Drilling in the Arctic is a risky business. So it’s a good thing that the only company with a license to drill in the Arctic isn’t comparing the whole endeavour to hanging out in Vegas and trying your hand at shooting craps.
Oh wait. That’s exactly what they’re doing.
Bill Gammell, head of Cairn Energy, has been delighting the Daily Telegraph by describing Arctic exploration as "like going into a casino" (only with more polar bears). "It's high risk,” he says, “but you do everything you can to minimise that risk through technical expertise and having a team that has made great leaps and is hopefully going to be successful again."
Phew, that’s reassuring. It sounds like they’re aware of the potential disaster and are taking the necessary precautions. Except that Sir Bill isn’t talking about the likelihood of an Arctic leak or the problems of trying to clean a pod of oil-covered whales. He’s talking about the risk of failing to find any oil and the damage that would do to their share value.
Last year Cairn managed to drill a handful of shallow wells, but didn’t discover any oil. Not that that's discouraged them: Sir Bill splashed out on a £3m house, and Cairn’s directors have reaped a windfall from selling their shares. It seems no matter where the roulette wheel stops, the house always wins.
This year they’ve got bolder, riskier plans: heading off to Greenland and drilling four new wells. These aren’t like the shallow well they drilled last time: they’re deep wells, 1,500m deep. Cairn wants to drill as far into the earth as the Deepwater Horizon, but in the Arctic, not the Gulf of Mexico.
An oil spill in that environment wouldn’t just be a disaster. It would cause irreparable damage to an untouched landscape; damage which can’t be stopped by bunging a handful of golfballs down the pipe and hoping for the best.

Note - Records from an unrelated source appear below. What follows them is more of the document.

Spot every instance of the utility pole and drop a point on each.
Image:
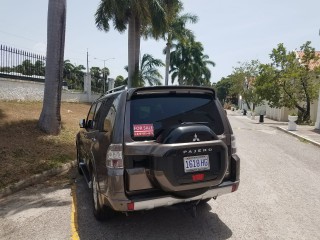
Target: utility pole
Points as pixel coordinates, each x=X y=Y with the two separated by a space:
x=87 y=82
x=104 y=74
x=317 y=125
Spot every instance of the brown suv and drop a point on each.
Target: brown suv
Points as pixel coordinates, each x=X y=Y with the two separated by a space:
x=156 y=146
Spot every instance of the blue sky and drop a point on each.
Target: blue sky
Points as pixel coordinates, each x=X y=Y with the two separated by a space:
x=231 y=31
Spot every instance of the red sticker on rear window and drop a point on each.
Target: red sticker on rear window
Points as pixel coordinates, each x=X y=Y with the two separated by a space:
x=143 y=130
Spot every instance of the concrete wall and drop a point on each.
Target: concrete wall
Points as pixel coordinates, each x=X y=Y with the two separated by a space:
x=281 y=114
x=21 y=90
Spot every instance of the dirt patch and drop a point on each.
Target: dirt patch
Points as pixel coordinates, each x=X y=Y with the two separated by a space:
x=25 y=150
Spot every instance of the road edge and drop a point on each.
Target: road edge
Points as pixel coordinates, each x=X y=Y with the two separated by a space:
x=298 y=136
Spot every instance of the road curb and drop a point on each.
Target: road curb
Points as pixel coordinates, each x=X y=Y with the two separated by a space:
x=38 y=178
x=299 y=136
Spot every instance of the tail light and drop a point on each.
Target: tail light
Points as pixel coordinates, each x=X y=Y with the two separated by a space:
x=114 y=156
x=233 y=144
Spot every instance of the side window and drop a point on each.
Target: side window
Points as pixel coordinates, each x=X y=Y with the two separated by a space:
x=89 y=122
x=96 y=115
x=92 y=115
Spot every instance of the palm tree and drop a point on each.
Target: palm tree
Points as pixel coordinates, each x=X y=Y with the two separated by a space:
x=50 y=117
x=149 y=72
x=189 y=64
x=137 y=15
x=176 y=29
x=120 y=81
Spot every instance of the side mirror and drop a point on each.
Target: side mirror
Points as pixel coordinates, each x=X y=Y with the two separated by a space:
x=82 y=123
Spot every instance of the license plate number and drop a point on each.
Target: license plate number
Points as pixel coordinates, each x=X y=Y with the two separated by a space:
x=196 y=163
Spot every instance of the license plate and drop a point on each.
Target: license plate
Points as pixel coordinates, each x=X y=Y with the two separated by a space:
x=196 y=163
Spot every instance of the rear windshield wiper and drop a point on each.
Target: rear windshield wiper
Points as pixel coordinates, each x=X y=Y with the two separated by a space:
x=189 y=123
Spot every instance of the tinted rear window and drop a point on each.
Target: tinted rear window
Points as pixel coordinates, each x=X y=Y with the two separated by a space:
x=151 y=114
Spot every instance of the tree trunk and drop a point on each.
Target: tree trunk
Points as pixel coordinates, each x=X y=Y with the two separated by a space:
x=168 y=48
x=137 y=80
x=131 y=50
x=50 y=117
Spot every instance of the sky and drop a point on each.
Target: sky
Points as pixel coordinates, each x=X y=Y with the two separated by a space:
x=231 y=31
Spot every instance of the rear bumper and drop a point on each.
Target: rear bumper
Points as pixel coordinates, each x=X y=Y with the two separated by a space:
x=224 y=188
x=147 y=204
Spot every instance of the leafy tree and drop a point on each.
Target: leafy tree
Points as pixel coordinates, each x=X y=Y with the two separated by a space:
x=288 y=82
x=137 y=15
x=50 y=117
x=96 y=79
x=148 y=71
x=73 y=74
x=190 y=65
x=243 y=80
x=120 y=81
x=176 y=29
x=224 y=91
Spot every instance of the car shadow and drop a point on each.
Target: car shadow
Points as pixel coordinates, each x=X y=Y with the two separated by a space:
x=2 y=115
x=175 y=222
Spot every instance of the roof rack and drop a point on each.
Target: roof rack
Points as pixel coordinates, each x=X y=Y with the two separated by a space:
x=123 y=87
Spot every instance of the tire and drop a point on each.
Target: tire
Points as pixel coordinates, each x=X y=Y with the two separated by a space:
x=78 y=162
x=100 y=211
x=204 y=201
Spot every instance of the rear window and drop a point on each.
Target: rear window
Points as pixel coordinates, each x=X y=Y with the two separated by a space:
x=151 y=114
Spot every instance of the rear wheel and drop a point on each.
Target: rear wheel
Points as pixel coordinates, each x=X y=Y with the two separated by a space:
x=100 y=211
x=78 y=162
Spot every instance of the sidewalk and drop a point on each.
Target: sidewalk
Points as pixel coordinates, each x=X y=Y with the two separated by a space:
x=303 y=132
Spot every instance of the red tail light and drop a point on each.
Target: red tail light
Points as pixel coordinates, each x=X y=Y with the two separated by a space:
x=114 y=156
x=235 y=187
x=130 y=206
x=197 y=177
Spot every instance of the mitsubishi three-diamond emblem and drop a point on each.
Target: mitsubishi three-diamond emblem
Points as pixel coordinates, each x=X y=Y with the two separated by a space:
x=195 y=138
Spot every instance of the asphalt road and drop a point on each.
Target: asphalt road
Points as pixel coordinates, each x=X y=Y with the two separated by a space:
x=278 y=198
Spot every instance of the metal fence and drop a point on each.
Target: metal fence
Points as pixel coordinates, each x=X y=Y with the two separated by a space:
x=20 y=64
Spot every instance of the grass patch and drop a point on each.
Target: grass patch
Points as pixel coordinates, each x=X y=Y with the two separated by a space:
x=25 y=150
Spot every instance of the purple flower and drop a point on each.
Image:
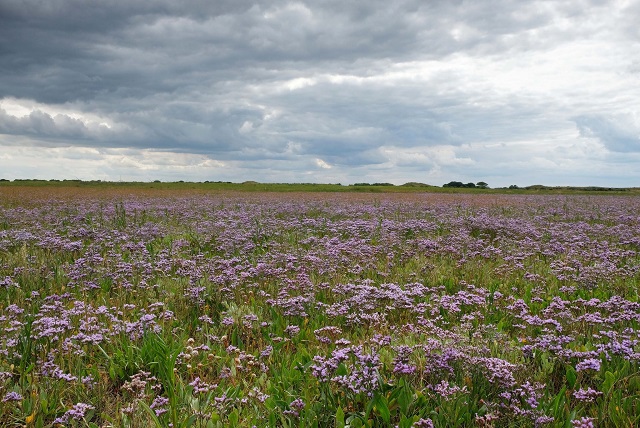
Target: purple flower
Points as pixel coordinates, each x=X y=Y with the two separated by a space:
x=12 y=396
x=76 y=413
x=423 y=423
x=586 y=395
x=583 y=422
x=158 y=404
x=588 y=364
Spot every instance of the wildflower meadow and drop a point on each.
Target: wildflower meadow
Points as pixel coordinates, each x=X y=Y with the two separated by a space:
x=229 y=309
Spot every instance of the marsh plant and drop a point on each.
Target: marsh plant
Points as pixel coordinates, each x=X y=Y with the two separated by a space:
x=218 y=310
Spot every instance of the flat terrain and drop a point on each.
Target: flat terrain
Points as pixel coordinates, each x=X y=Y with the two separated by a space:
x=211 y=306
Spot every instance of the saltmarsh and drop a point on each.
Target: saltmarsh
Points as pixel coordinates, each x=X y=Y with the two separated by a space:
x=135 y=309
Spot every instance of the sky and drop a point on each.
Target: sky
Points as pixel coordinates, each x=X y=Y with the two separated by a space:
x=324 y=91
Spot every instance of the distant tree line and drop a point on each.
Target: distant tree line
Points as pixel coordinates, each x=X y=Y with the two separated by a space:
x=479 y=185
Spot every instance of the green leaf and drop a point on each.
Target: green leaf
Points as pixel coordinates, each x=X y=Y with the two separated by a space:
x=609 y=381
x=383 y=409
x=234 y=418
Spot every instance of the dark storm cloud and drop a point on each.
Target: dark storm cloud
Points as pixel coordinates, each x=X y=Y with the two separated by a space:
x=618 y=134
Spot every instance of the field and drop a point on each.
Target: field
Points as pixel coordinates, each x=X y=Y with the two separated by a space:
x=131 y=307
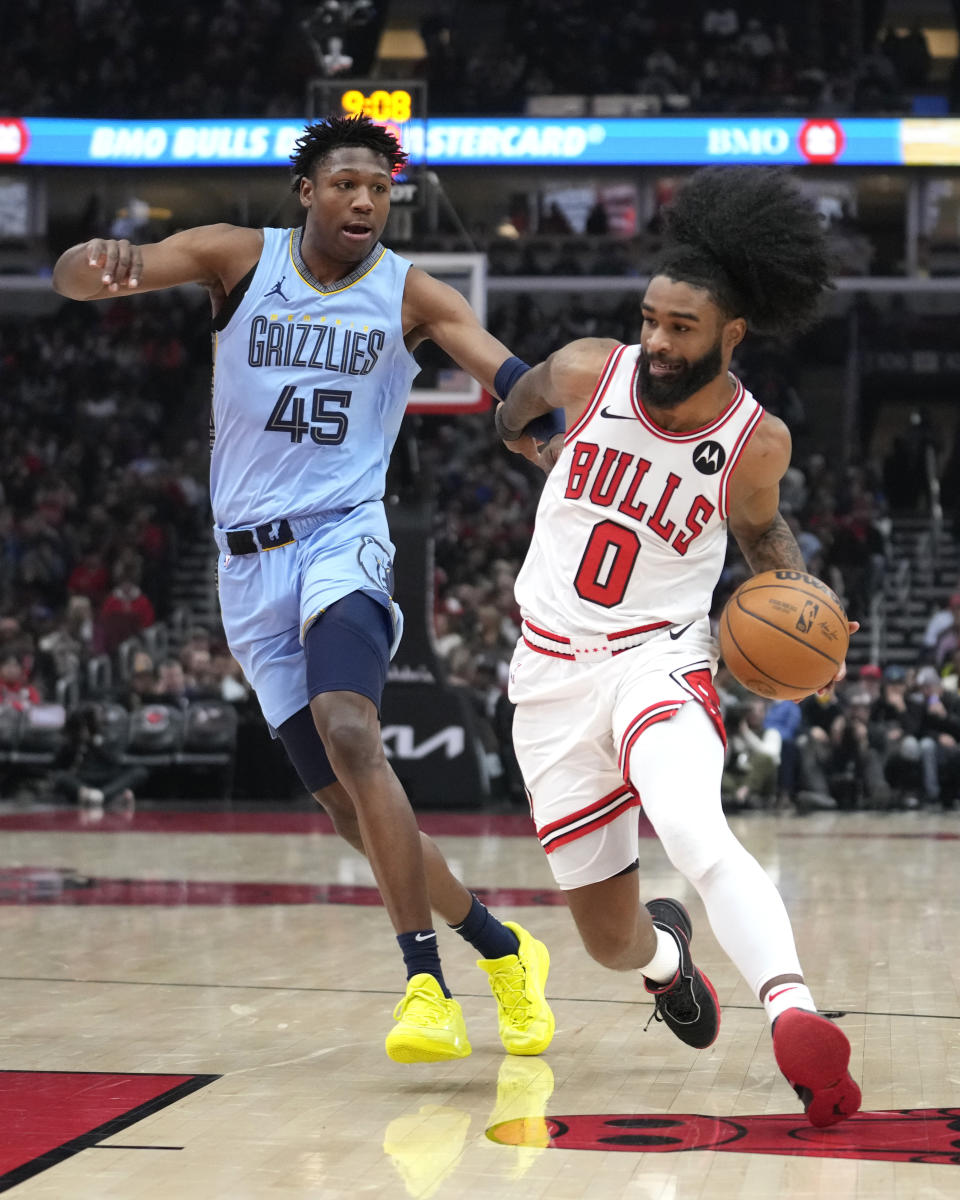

It’s really hard to stop an oil leak when you’re dodging icebergs and only have a few months to work before the leak – and the millions of gallons on oil pouring into the Arctic Sea – disappears for the winter under several metres of sea ice.
This isn’t about solving the oil crisis. It takes between ten and fifteen years to bring a new well online. Even if Cairn struck gold tomorrow, we’d be waiting a decade before the first drops reached British petrol pumps.
Instead, like the red-eyed gambler who just can't quit, Cairn Energy is placing insane bets on hitting the jackpot in the Arctic. The result is keeping us hooked on dirty, dangerous energy sources, when we could be supporting cleaner technologies and cutting energy demand.